Non meno importante è l’appuntamento di domani, sempre negli Stati Uniti: martedì arriva alla Casa Bianca Mohammed bin Salman, principe ereditario e uomo forte dell’Arabia Saudita. Il grande regno wahabita è un attore di primo piano negli equilibri mediorientali: una possibile normalizzazione dei rapporti fra il paese custode delle due moschee più sacre all’Islam e lo stato ebraico potrebbe avere un effetto “a cascata”, spingendo tante capitali arabe e islamiche a mettere fine a 80 annidi ostilità contro Israele. È il disegno degli accordi di Abramo contro cui Hamas ha scatenato il pogrom antiebraico di due anni fa sperando in una sollevazione regionale contro i sionisti.

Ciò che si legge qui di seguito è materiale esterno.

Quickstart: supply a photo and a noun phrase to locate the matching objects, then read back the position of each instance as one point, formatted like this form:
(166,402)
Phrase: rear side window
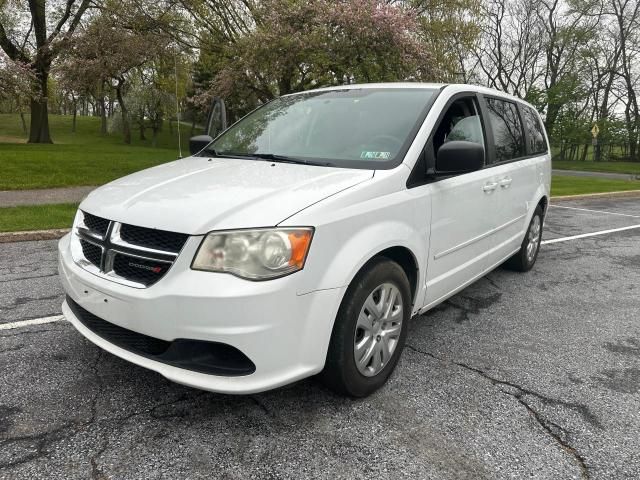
(535,131)
(508,135)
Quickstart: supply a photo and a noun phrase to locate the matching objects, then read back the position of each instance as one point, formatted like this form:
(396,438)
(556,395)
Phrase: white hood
(196,195)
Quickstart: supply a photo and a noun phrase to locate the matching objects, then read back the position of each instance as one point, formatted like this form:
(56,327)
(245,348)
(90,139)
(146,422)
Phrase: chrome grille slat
(131,264)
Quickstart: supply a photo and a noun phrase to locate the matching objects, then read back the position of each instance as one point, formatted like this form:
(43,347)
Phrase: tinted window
(359,128)
(537,143)
(508,135)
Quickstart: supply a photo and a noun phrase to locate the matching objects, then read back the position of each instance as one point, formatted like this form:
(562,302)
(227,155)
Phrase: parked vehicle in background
(303,239)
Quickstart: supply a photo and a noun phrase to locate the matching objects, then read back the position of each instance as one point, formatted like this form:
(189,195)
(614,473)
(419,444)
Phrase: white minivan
(304,238)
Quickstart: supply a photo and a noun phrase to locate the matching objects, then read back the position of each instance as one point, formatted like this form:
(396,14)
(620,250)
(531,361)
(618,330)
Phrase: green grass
(590,166)
(82,158)
(565,185)
(38,217)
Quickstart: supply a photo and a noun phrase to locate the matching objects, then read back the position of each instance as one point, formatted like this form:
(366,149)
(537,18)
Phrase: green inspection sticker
(376,155)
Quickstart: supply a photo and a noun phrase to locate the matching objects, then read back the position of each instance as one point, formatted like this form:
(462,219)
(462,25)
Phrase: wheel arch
(405,258)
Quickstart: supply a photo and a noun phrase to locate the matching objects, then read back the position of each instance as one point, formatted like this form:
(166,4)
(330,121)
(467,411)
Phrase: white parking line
(595,211)
(585,235)
(33,321)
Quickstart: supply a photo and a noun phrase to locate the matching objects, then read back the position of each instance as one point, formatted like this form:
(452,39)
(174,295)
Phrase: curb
(8,237)
(628,193)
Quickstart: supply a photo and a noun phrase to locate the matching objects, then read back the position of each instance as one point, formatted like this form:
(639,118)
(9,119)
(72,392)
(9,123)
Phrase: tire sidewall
(525,261)
(384,271)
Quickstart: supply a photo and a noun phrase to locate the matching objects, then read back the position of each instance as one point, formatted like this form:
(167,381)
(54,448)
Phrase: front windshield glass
(358,128)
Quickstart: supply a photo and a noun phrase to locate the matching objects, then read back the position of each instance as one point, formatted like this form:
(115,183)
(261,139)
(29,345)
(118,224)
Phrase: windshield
(357,128)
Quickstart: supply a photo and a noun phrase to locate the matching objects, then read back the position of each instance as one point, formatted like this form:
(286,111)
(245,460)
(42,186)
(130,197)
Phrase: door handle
(489,187)
(505,182)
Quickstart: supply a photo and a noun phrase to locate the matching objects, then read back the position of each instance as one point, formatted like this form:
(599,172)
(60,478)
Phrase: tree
(103,54)
(274,47)
(39,56)
(15,78)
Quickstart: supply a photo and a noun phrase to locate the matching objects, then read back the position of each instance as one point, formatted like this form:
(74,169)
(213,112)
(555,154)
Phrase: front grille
(151,238)
(91,252)
(139,270)
(136,256)
(200,356)
(97,225)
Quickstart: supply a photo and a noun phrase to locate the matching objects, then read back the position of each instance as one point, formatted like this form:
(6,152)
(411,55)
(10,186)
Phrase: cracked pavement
(520,375)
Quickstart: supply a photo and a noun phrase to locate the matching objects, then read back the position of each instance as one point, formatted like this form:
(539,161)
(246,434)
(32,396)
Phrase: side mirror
(198,142)
(459,157)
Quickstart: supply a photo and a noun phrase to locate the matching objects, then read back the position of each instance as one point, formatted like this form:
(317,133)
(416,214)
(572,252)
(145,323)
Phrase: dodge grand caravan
(303,239)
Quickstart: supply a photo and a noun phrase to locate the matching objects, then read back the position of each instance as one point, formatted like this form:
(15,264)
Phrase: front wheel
(370,330)
(526,257)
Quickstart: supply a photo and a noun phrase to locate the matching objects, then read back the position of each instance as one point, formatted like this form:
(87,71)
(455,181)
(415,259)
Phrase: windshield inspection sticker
(376,155)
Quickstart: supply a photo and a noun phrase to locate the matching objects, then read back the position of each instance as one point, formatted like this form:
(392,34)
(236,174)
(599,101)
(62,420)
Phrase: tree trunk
(126,126)
(39,131)
(24,123)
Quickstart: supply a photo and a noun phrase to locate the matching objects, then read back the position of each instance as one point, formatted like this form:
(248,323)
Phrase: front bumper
(284,334)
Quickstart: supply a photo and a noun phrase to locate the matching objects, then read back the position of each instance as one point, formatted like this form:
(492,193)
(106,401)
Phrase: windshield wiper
(272,157)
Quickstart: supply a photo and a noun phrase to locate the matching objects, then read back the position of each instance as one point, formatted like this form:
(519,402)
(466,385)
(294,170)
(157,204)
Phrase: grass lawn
(590,166)
(565,185)
(39,217)
(82,158)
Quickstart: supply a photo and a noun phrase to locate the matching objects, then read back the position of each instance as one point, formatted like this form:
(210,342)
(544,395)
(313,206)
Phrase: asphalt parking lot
(520,375)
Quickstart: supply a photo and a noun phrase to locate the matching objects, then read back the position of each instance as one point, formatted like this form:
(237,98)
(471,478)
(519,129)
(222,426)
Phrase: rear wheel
(526,257)
(370,330)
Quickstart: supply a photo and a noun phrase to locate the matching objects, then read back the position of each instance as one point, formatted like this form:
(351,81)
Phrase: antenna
(175,65)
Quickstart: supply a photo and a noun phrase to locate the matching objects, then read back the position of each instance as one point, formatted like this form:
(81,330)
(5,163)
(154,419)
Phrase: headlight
(259,254)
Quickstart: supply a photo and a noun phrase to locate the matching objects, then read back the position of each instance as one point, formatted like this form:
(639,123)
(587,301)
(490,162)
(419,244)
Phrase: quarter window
(461,122)
(508,135)
(535,131)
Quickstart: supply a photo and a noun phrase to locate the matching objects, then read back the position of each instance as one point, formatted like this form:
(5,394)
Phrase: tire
(525,259)
(366,318)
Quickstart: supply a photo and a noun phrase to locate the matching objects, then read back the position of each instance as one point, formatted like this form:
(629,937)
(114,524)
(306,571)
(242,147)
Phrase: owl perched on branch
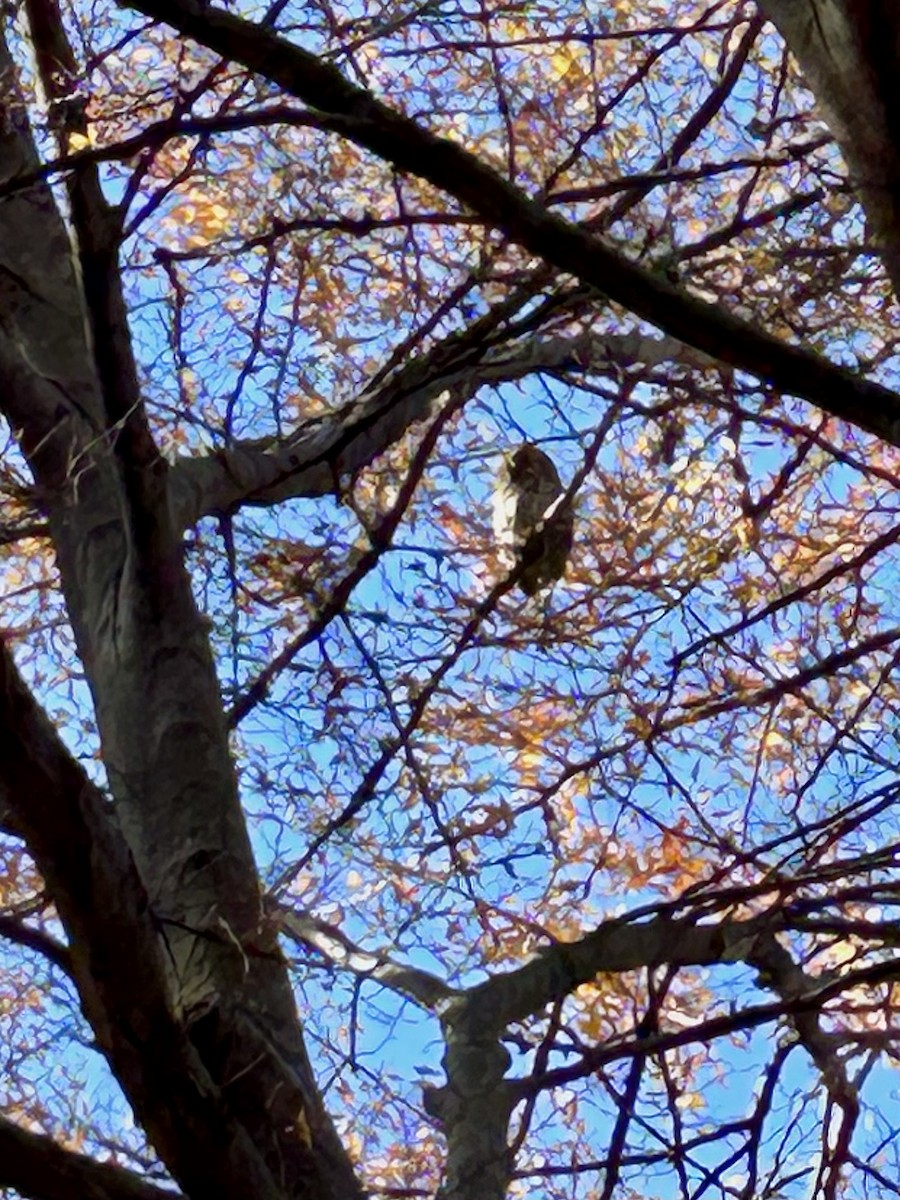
(532,526)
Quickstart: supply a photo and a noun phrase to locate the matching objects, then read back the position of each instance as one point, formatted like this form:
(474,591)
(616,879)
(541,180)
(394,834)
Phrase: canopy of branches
(333,862)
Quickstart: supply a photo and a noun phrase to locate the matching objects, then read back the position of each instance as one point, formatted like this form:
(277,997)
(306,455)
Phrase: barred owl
(531,525)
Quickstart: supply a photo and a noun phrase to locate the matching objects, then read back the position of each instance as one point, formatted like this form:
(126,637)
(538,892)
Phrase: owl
(532,526)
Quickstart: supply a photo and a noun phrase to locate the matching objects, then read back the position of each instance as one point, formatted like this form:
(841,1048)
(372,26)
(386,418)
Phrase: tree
(294,785)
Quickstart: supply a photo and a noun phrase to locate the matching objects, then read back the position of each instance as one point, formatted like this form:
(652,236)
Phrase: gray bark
(849,52)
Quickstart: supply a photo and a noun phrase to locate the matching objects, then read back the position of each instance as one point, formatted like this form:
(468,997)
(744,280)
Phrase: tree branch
(40,1169)
(354,113)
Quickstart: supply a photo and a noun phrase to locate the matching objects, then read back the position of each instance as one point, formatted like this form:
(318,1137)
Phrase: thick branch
(420,987)
(40,1169)
(355,114)
(849,52)
(317,455)
(117,955)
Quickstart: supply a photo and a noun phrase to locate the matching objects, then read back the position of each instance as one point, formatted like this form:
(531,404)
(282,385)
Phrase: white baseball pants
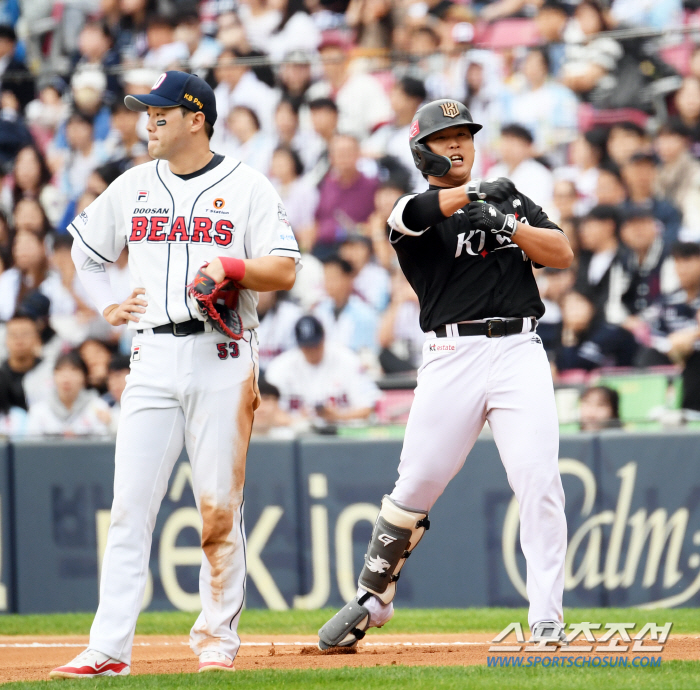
(200,391)
(507,381)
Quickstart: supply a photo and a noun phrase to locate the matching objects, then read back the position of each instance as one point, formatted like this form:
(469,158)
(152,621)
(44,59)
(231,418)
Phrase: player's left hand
(484,216)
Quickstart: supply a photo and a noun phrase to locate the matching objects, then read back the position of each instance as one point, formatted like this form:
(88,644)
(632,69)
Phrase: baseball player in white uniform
(190,385)
(467,247)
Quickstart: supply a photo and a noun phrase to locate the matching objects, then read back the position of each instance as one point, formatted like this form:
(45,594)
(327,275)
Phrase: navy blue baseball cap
(173,89)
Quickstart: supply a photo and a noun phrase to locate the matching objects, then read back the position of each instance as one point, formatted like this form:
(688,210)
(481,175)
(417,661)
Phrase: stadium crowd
(589,107)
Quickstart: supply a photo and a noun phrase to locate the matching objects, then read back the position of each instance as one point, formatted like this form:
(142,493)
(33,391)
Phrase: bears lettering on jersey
(202,230)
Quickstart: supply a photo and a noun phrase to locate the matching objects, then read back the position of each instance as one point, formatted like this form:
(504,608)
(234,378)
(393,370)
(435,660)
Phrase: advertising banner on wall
(632,506)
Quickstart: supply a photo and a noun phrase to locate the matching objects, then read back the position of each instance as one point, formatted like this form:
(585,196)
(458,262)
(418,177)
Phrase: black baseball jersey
(463,274)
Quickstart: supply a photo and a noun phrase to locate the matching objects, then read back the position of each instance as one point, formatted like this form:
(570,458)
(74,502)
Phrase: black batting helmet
(431,118)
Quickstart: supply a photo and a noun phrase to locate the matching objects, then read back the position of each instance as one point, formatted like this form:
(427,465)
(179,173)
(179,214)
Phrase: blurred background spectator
(592,107)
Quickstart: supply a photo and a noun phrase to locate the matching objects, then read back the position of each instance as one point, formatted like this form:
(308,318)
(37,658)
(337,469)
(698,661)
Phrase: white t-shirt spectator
(250,92)
(89,416)
(337,381)
(276,331)
(362,104)
(531,178)
(354,327)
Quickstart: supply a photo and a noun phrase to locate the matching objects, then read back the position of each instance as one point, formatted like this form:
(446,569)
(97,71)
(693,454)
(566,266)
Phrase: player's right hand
(119,314)
(495,189)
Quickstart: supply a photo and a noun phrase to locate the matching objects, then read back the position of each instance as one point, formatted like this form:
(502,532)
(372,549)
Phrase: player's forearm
(94,278)
(544,246)
(268,273)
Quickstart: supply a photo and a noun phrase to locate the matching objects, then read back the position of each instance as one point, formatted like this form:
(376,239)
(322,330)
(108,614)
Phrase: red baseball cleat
(215,661)
(89,664)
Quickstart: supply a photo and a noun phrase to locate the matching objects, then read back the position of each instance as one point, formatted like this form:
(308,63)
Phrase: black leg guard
(396,533)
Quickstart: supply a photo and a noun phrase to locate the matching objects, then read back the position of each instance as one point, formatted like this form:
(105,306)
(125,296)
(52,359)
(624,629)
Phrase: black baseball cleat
(347,627)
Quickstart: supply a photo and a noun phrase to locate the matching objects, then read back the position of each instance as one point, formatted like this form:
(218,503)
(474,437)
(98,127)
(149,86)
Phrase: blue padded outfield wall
(632,504)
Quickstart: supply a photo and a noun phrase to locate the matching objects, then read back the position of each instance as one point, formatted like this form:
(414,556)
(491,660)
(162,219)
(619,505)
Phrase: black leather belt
(180,329)
(493,328)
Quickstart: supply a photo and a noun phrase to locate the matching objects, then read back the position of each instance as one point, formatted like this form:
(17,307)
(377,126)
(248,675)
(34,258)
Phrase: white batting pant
(507,381)
(187,390)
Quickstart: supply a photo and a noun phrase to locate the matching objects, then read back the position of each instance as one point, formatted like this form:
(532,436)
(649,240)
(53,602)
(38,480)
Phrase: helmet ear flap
(430,163)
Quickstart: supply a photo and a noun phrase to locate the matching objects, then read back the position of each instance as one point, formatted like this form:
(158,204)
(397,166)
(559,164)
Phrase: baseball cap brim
(141,103)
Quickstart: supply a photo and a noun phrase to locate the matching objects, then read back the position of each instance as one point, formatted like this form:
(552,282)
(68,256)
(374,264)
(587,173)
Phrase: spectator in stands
(678,178)
(37,307)
(29,215)
(95,50)
(546,108)
(687,102)
(586,153)
(553,18)
(346,196)
(277,315)
(46,112)
(647,262)
(601,276)
(164,50)
(371,281)
(203,50)
(324,120)
(24,376)
(624,140)
(250,145)
(346,318)
(587,346)
(299,196)
(70,409)
(238,85)
(116,383)
(362,103)
(30,272)
(675,332)
(83,156)
(97,357)
(591,61)
(553,284)
(294,77)
(270,419)
(517,163)
(320,380)
(21,85)
(610,189)
(400,335)
(599,409)
(390,139)
(639,174)
(32,178)
(123,140)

Se è vero che la reazione israeliana contro Hamas a Gaza ha molto raffreddato l’entusiasmo per quegli accordi, è altrettanto vero che i sauditi detestano sia il regime teocratico di Teheran sia Hamas non tanto quale forza alleata dell’Iran ma quale braccio armato dell’odiata Fratellanza musulmana.
Riad, insomma, ha molti più interessi in comune con Israele di quanto la solidarietà di facciata per i palestinesi faccia intendere. Neppure l’assenza dei sauditi e degli emiratini dal vertice di ottobre a Sharm el-Sheikh è stata casuale. Mentre Trump voleva celebrare il cessate il fuoco a Gaza e presentare al mondo il suo piano di pace in 20 punti, MbS e i suoi alleati gli contestavano il coinvolgimento nel piano di pace di Qatar e Turchia, considerati troppo vicini alla Fratellanza musulmana.
Al commander in chief il non facile compito di trovare un punto di intesa per tutti.